Nevertheless, as a complete vehicle with three-pointed star, the original Mercedes-Benz O 321 H was pleasing enough to the eye in its own right. The curvaceous body created a thoroughly harmonious effect, the distinctive oval radiator grille incorporating the large brand symbol and circular headlamps. The same grille adorned the new cab-over-engine trucks of the 1950s – a feature clearly reminiscent of the legendary
300 SL – and forged an original brand bus face which still endures 50 years after the premiere of the O 321 H in the modern Mercedes-Benz Travego coach.
At the time of production start-up for the Mercedes-Benz O 321 H, buses were far less specialized than they are today. A single model series spanned the whole range from urban regular service bus to touring coach. But the O 321 H was more than up to the task. On the one hand, there was the regular service bus with wide, inward-folding doors ahead of the rear axle, destination indicator box and a soberly functional interior.
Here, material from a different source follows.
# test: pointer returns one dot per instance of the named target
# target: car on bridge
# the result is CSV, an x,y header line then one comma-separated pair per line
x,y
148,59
And on the other, the vehicle came as a comfortable and elegant coach with airy, glass-bordered roof, entry behind the rear axle, hinged doors, luggage nets and finished in a variety of creative, multi-colored liveries.
Despite the wide range of equipment versions, the history of the O 321 H began with a single model, 9.23 meters in length and with a wheelbase of 4.18 meters – what today would be a midi-bus. Two years after its introduction, Daimler-Benz went a stage further with a longer version of the bus, the O 321 HL. Both wheelbase and overall length were extended by just under 1.5 meters. Until that point the coach could seat a maximum of 37 passengers; now at 10.6 meters in length and with two extra rows of seats the O 321 HL could accommodate up to 45 passengers.
In both cases the power was provided by a pre-chamber diesel engine mounted at the rear in the direction of travel. The six-cylinder in-line unit from the OM 321 series had a 5.1-liter displacement and delivered 110 hp. From 1962 the company responded to calls for greater output by offering the larger OM 322 5.7-liter in-line engine giving
126 hp. The power of both engines was transmitted by a fully-synchronized five-speed gearbox.
But it was not just length and technology that saw change: over the years the look of the Mercedes-Benz O 321 H was also revamped. While the early units were plain and unsophisticated in appearance, in time particularly the coaches went in for an ever-increasing abundance of chrome. This included not only the frame for the radiator grille, but also a broad molding below the front windshield, which continued along the sides and clearly marked the vehicle’s waistline.
Thanks to a number of facelifts, the O 321 H also gained in stature over the years. The original flat front windshield was enlarged and extended further downwards from 1957 on. In 1961 it grew again in size, this time upwards, providing passengers with a better view. Then, in 1963, the O 321 H was given a new rear end with a large, one-piece screen. Standing room also improved, thanks to a raised roof in the mid-section. But by this time the bus was approaching the end of an illustrious career in Europe. Already the first highly specialized buses were beginning to take over from the O 321 H: companion models, the O 317 and O 322, were now purely regular service buses.
Throughout its long history the O 321 H also enjoyed an international career. The bus plant in Mannheim turned out more than 30,000 of these bestsellers, roughly two thirds of which were complete buses, and one third chassis to receive bodies. Many of these buses were destined for export to other European countries, Africa and Asia. In 1965 the plant also delivered 116 parts kits to Greece and four to Argentina. Deliveries to Brazil were of a different order altogether, however: from 1957 to 1970 over 11,000 parts kits were shipped across the Atlantic. In total the then Daimler-Benz AG produced precisely 29,586 units of the Mercedes-Benz O 321 H / HL – a performance truly befitting a world champion.